FiOS Day 2 — post installation checklist
We have FiOS now. The installers from Verizon left at about 2:30 yesterday afternoon, with handsful of cookies from my wife and thanks from me. They started work about 10 am. In the four and a half hours (including a lunch break) in between, they:
- Installed a new wall box (shown) to take the fiber from the street and convert its signal to TV, Internet, and phone
- Ran phone, WAN, and coax into my media panel so that all existing phone, Ethernet, and cable hookups in the house worked
- Leveraged the existing basement drop to connect the living room jack–the only one not already hooked into the media panel–into the media panel
- Installed a new wireless base station
- Ran fiber into the house and lit up the whole network
- Pulled off the old copper line and house-side box
So: Now gone is all but the last remnant of Comcast. Their box is still on the side of the house, but the three splitters that were between their box and the wall are gone. The new TV signal goes directly from the fiber into my media wiring box and gets split once across the five live jacks in the house. No wonder the picture is better. The phone works well too.
On the other hand, I’m still working through some Internet issues. I couldn’t get my existing base station, an AirPort Extreme, to see the new base station, so I shut it down temporarily–taking my shared music drive offline. I also wasn’t able to get my two AirPort Express units, which provide networking for the printer and AirTunes to my living room stereo, hooked into the new network, but I suspect that’s easily fixed once I get a little dedicated time.

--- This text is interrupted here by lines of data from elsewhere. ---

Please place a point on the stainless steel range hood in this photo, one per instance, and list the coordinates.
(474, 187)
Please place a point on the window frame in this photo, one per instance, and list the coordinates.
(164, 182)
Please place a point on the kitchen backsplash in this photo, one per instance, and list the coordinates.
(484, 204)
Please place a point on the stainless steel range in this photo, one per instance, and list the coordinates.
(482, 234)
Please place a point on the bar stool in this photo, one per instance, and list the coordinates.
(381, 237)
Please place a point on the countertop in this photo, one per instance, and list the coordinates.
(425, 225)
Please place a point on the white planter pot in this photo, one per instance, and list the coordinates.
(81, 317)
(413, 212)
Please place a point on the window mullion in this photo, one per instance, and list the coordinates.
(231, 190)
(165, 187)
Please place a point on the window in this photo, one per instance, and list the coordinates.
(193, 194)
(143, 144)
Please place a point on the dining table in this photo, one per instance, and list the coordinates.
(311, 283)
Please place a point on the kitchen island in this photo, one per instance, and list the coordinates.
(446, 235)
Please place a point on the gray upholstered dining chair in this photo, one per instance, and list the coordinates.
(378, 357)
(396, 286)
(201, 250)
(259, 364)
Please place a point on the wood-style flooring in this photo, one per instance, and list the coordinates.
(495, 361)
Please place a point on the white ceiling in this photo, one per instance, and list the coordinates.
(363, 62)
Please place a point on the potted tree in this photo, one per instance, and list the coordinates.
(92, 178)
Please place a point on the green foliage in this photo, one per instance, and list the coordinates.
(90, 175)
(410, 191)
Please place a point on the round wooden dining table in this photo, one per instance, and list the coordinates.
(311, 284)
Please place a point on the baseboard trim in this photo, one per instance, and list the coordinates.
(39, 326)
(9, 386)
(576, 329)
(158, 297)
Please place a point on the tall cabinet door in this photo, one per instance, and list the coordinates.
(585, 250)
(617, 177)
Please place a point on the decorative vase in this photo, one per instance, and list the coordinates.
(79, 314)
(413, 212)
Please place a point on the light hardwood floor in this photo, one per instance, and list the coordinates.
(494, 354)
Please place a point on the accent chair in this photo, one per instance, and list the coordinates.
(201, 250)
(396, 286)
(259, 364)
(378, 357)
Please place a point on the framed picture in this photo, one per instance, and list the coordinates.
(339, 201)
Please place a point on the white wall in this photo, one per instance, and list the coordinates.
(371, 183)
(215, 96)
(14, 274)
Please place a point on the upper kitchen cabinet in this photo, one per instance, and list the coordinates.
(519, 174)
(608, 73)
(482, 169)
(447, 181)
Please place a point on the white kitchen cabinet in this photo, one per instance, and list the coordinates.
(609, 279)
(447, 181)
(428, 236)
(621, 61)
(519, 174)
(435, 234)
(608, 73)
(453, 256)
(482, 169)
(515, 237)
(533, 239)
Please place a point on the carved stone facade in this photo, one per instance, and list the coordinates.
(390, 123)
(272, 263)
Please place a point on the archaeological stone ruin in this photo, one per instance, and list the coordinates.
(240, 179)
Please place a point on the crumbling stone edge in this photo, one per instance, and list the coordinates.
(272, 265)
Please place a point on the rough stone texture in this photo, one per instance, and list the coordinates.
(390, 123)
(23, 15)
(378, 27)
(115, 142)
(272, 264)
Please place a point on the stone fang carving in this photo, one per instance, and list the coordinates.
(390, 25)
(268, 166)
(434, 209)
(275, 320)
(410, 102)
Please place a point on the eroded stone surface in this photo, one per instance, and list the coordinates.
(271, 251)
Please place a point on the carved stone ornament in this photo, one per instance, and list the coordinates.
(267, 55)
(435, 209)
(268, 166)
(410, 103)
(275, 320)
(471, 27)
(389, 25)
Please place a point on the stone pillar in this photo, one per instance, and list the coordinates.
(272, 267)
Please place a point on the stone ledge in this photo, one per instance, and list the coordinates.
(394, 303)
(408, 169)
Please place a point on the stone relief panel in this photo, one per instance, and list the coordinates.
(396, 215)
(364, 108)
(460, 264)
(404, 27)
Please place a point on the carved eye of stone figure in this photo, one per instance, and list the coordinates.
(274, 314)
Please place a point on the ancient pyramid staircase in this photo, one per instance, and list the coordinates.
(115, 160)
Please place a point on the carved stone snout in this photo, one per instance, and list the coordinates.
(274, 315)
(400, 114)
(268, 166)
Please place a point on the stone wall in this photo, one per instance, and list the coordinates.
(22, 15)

The punchline? Using the SpeakEasy speed test, I recorded up to about 19.5 Mbps down and about 4.9 Mbps up, at multiple times during the day. That’s comparable to the Comcast up rate but about twice as fast as Comcast down.
FiOS day
It’s an exciting day here at the Jarrett house. The new drop that I mentioned on Friday is a fiber drop. We’re in the middle of a Massachusetts snowstorm, with another three to six inches on top of the ten we got yesterday, and Verizon, God bless ’em, is in my driveway getting ready to run fiber into my basement.
Now that’s service. I don’t know what it says about their customer acquisition metrics and their incentive comp that this guy is willing to trudge around my house and do this, but whatever it is, Harvard or someone should write a case study about it, ’cause it’s working.
What do I get with fiber? One line that replaces cable and phone, 20 Mbit/s down and 5 up, and finally I get to kick Comcast to the curb. Plus, as a bonus, the installer is going to clear out some of the muddle of cable splits that were a legacy of my incremental installation approach, and wire the living room off the central panel. Might even get Cat 5 up there by the time we’re done, who knows?
The number one reason I got FiOS out of that whole list, by the way, was not the speed. Even though it’s twice as fast as what we’re getting from cable right now. (It used to be four times as fast, but Comcast recently did a speed boost.) No, I’m excited because I finally get to give Comcast the finger for filtering Internet traffic based on what application you’re using, and for arbitrarily imposing bandwidth caps. Doesn’t matter if I wouldn’t hit those caps today; the way they made the announcement, the fact that you can’t know if you’re exceeding the caps until they cut you off, and the outrageousness of the fines, all mean that they have no idea how to deal with customers.
I don’t have illusions that Verizon is going to be perfect, but I think they’ll be better. I have evidence that suggests they will be.